Einen letzten Gedanken möchte ich anfügen. Auch wir als Pfarrei Hl. Johannes müssen uns im Feuer der Liebe Gottes prüfen lassen. Wir sollten all unseren Besitz und unsere Vorstellung von Kirche und Gemeinde ins Feuer halten. Vieles wird verbrennen, weil es dem Feuer nicht Stand hält. Geld und Macht, Strukturen, Gebäude und Grundstücke, Rechte und Ruhmestaten aus vergangenen Jahren. Sie sind in den Augen der Gesellschaft schon längst verbrannt, und wir stehen eigentlich auf den Trümmern unserer so glorreichen, aber im Rückblick oft genug unseligen Vergangenheit. Geben wir alles ins Feuer und warten gespannt darauf, was das Feuer überlebt. Dann können auch wir uns – befreit von allen falschen Vorstellungen und Phantasien auf den Weg zum Vater machen. Mit bebendem Herzen, aber voller Zuversicht, weil die Erinnerung an viele befreiende Gottes- und Gemeinschaftserlebnisse unserem Herzen Mut gibt, diesen Weg zu gehen. Schritt für Schritt.

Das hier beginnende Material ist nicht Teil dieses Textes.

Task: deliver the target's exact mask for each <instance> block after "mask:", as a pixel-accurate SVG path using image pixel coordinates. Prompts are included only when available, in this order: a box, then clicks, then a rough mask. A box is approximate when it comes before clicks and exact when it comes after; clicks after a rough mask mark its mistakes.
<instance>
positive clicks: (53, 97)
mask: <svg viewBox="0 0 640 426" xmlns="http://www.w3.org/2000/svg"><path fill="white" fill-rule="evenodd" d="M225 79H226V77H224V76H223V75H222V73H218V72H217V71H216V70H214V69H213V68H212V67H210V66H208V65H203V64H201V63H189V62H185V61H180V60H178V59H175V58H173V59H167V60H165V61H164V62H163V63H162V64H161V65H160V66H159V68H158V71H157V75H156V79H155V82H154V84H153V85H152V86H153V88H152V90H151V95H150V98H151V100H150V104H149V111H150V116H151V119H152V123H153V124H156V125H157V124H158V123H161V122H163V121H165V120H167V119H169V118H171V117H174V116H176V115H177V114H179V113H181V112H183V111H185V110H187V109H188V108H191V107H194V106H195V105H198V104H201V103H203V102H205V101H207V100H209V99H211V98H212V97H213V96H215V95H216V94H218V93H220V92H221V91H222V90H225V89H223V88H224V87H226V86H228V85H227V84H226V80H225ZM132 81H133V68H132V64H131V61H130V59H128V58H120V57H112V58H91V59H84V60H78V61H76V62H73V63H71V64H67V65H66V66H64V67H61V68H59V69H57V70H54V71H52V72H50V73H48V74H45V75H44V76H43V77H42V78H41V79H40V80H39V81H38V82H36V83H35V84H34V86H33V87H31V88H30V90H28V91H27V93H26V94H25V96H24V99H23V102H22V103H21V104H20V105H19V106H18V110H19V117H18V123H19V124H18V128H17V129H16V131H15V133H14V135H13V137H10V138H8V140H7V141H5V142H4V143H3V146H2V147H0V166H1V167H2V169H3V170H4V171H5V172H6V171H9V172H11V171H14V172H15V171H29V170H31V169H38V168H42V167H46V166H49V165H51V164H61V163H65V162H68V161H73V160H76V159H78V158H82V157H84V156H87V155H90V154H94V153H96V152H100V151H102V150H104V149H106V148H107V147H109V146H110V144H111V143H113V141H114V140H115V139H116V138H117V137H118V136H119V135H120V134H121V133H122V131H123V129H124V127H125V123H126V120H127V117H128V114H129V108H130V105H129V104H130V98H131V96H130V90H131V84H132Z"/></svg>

Und der Vater wird uns um den Hals fallen und ein großes Fest mit uns feiern, weil unsere Liebe, unser Vertrauen und unser Glaube nun rein und klar geworden ist und unserem Leben Tiefe und Standfestigkeit verleiht. Und wir werden uns auch voller Liebe um den älteren Sohn kümmern, der den Weg der Läuterung und Umkehr noch nicht gehen konnte.
Am Ende zählt nicht, was wir besessen haben, sondern die Liebe, die das Feuer übersteht, unser Leben trägt und ihm Standfestigkeit verleiht. Amen.